CPER supports community-based groups, research and advocacy allies, and national coalitions working to build leadership to advance policy and practice reforms on the school, district, state, and national level. CPER’s multidimensional work involves both “insider” and “outsider” strategies, as groups engage in base building, direct advocacy, and effective partnerships with school districts and school leaders to advance change. By providing multi-year support to engage, amplify, and strengthen parent and student voice in a cross section of U.S. school districts, CPER addresses the political and cultural dimensions of school reform and challenges the policy, practice and power relations that have institutionalized inequitable opportunities and outcomes for low-income students in communities of color.
Background on CPER
Reach and Issue AreasCPER has provided support to 115 organizations since its founding. 49 community-based partners are currently supported by local donor tables in six regions across the country (California, Chicago, Colorado, Mississippi, New Jersey and Southeastern Pennsylvania).
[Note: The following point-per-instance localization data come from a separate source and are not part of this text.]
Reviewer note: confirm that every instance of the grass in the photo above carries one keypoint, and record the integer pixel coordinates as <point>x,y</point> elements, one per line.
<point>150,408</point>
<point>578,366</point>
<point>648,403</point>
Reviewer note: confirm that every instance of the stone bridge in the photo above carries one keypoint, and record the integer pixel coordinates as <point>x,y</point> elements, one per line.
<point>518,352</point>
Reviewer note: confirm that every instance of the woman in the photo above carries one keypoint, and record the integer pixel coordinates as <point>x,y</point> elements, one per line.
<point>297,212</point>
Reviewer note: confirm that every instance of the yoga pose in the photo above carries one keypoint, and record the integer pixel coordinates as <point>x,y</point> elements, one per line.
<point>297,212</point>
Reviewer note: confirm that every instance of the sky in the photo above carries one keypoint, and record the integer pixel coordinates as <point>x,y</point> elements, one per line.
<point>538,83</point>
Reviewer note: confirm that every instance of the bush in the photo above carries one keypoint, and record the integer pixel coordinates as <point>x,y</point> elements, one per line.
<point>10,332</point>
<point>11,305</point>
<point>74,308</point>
CPER also provides core support and capacity building services to youth-led national coalitions, community groups in “affiliated” regions, and organizational members of related funding initiatives.
CPER supports community leaders in identifying the issues that have traction in their respective communities. A partial list of CPER-supported campaigns include teaching quality, school financing, school climate and disciplinary policy, democratic school governance, access to rigorous instruction, social & emotional supports, extended & linked learning, early childhood education and access to higher education. Across all regions and policy campaigns, CPER aims to strengthen community engagement for school reform, helping to build a sustainable infrastructure for change that includes community actors, funders, researchers, policy advocates and other critical allies.
Fund Activities
Beyond direct grantmaking, CPER sponsors activities to build the education organizing field’s knowledge base, critical allies, and material resources.Capacity Building
Through CPER’s national Capacity Building Initiative, CPER partners gain access to capacity and peer learning supports designed to deepen practice, strengthen knowledge, enhance effectiveness, and enable strategic coordination. Services are tailored to meet the specific needs of community groups or regions. Activities include topically-focused peer learning communities on core education reform issues; site-wide trainings on topics such as strategic communications, fundraising, and issue analysis; technical assistance and customized supports for individual organizations on leadership and skills development and organizational infrastructure; and peer-to-peer “rapid response” connections to seize real-time opportunities for advancing campaigns. CPER staff work closely with grantees to ascertain capacity needs, identify appropriate training opportunities and TA providers, and facilitate learning forums.
Donor Education
CPER’s robust funding collaborative includes national and local donors whose varied portfolios include education, community engagement, and youth leadership. CPER brings funders together to align and leverage foundation-specific reform agendas and to exchange ideas that will enhance philanthropic impact. Donor briefings aim to increase philanthropic support for education organizing and deepen awareness of the role parents and students can and must play in achieving equity-oriented school reform.
Getting to Outcomes
As parents, youth, and allied community members collaboratively campaign for equity-focused education reform, they develop individual and community leadership and power — capacities critical to building a civic infrastructure and a genuinely participatory democracy. This work is difficult and slow-going; it requires smarts, skills, and stamina. How can we know that we are making a difference? What combination of strategies and competencies enable the results we seek? And how do we best capture outcomes in the multiple realms touched upon by community organizing campaigns — change in individuals, communities, and education policy and practice? Produced in partnership with Research for Action, “Getting to Outcomes, A User’s Guide” provides funders and grassroots groups with a theory of change for how education organizing works, and a set of possible indicators, measures and data sources through which to gauge success.
Scholars Board
CPER’s work is endorsed by leading academics who recognize community engagement as a key lever for successful school reform. Their research illuminates critical issues in educational equity, the importance of school-community connections to foster student success, and the transformative power of youth leadership. CPER Scholars Board members include Linda Darling-Hammond, Stanford University; Lisa Delpit, Southern University; Sara Lawrence-Lightfoot, Harvard University; Charles Payne, University of Chicago; Pedro Noguera, New York University; and Diane Ravitch, New York University, among others.
Annual Convening
Each year, CPER brings together several hundred grantees and donors to learn, network, strategize, re-energize and refuel. Workshops, trainings, and plenaries facilitate dialogue between grassroots activists and prominent policymakers and education researchers, providing a place for diverse members of the CPER community to grapple with challenges and showcase best practices. The dynamic annual convening builds on and extends learning supports offered in local, sustained contexts throughout the year.